A lifetime of achievement

Even if faculty achievement were measured purely in terms of student mentoring and success, Dr. Paul Moore, a professor of biological sciences, would be tops. But his contributions to the educational community at BGSU extend far beyond that.

Moore received the Lifetime Achievement Award from Faculty Senate and with it, $1,000, at the April 14 Faculty Excellence Awards.

“By all measures, Dr. Moore has excelled in research, teaching, and service since he started here in 1994,” said nominator Dr. Jeffrey Miner, a professor and chair of the Department of Biological Sciences. “He was hired as the director of the Marine Biology Laboratory, and he helped elevate this notable, but small, undergraduate program into a powerhouse of undergraduate education (and recruitment) in Biological Sciences.”

Miner described Moore as a “passionate, demanding instructor who has completely embraced engaged, inquiry-based teaching in his classrooms and the biology laboratory courses he supervises.”

Moore has been the primary mentor for more than a dozen Ph.D. students and more than two-dozen master’s degree students, said nominator Dr. Daniel Wiegmann, associate professor of biological sciences.

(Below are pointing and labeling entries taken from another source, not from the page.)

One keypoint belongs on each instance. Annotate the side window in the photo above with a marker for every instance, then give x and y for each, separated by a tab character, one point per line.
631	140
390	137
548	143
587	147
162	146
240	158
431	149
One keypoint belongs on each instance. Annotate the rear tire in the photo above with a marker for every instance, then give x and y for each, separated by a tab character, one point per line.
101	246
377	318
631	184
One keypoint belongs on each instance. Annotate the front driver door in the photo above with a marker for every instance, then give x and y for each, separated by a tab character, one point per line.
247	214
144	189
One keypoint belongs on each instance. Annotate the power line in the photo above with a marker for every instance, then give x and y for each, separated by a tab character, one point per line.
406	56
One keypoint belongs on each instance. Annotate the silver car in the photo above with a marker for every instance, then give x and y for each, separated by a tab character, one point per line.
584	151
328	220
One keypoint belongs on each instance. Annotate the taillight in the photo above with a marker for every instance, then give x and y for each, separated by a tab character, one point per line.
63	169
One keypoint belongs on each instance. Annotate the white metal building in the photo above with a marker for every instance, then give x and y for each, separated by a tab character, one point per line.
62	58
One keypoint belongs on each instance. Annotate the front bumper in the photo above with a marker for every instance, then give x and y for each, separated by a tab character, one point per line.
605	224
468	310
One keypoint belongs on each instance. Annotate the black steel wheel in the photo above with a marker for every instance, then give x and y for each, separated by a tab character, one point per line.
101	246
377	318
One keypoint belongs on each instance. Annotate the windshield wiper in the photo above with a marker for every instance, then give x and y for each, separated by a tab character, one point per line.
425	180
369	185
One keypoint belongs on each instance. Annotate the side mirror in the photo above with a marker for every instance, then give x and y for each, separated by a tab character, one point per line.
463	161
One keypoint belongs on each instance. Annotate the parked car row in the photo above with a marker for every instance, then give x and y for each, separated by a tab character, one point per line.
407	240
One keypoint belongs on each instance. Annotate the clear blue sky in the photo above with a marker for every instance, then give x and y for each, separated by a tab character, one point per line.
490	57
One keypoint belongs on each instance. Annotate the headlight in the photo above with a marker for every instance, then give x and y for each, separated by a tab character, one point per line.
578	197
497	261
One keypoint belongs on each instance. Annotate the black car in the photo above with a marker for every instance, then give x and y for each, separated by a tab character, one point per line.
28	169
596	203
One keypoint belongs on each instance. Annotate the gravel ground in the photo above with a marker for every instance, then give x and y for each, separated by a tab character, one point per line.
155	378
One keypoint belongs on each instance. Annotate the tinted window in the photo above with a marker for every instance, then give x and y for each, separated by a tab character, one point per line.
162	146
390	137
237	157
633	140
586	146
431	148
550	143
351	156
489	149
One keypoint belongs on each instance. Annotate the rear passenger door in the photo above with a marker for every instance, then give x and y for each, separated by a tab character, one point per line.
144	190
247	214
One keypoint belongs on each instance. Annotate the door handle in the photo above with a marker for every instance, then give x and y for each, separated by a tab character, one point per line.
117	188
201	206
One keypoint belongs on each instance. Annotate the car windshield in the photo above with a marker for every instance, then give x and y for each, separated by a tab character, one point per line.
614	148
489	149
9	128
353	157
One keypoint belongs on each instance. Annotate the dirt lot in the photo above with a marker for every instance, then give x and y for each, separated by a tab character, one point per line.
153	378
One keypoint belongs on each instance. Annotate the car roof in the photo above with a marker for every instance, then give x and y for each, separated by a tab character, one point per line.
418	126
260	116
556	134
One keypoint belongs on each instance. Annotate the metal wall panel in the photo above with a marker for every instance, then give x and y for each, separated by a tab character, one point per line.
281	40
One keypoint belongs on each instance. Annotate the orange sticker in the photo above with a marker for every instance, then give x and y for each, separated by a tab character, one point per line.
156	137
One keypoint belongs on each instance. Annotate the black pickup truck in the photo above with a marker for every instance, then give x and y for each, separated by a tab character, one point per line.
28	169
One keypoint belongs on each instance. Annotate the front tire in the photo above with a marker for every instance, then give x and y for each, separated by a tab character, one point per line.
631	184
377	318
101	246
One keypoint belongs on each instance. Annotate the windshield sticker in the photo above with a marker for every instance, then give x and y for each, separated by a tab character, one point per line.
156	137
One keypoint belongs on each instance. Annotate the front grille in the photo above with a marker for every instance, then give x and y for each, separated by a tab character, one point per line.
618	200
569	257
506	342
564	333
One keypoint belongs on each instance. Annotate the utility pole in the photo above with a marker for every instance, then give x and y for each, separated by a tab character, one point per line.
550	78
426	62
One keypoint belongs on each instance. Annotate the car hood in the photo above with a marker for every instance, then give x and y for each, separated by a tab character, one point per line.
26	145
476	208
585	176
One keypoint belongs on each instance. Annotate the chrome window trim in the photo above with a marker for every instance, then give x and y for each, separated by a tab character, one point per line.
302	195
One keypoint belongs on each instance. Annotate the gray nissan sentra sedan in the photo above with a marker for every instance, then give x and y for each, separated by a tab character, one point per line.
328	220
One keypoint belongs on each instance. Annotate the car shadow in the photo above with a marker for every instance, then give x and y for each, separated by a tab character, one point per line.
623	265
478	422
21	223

“Nearly two-dozen undergraduates have also gained invaluable hands-on research experience under his guidance in his laboratory,”  Wiegmann  said. “The number of students he has mentored is impressive, and it is even more impressive that a large proportion of his students have transitioned into successful careers in biology. He and his students have published nearly 70 papers since he arrived at BGSU and the research conducted in his laboratory has been covered by the popular media.”

Moore led the emergence of the marine specialization through the mid-1990s, and was instrumental in organizing and developing the J.P. Scott Center for Neuroscience at BGSU, an undergraduate and graduate cross-disciplinary program, Miner said. The neuroscience major now has about 75 majors.

“He has also served in a number of administrative capacities where he effected substantive educational experiences for our undergraduates,” Wiegmann said. “From 2002-12, Dr. Moore was the director of the Honors Program and in that capacity he established the core curriculum for the honors program and created the Presidential Honors Program.”

In addition to his contributions to education, “Dr. Moore is a top researcher, no question,” Miner said. “He has received National Science Foundation support, he has published 69 research manuscripts, six book chapters, and recently produced a highly successful popular science book in his area of research specialization —  olfaction and the use of smells by organisms throughout the animal kingdom. He was nominated for the Outstanding Young Scholar early in his career here.”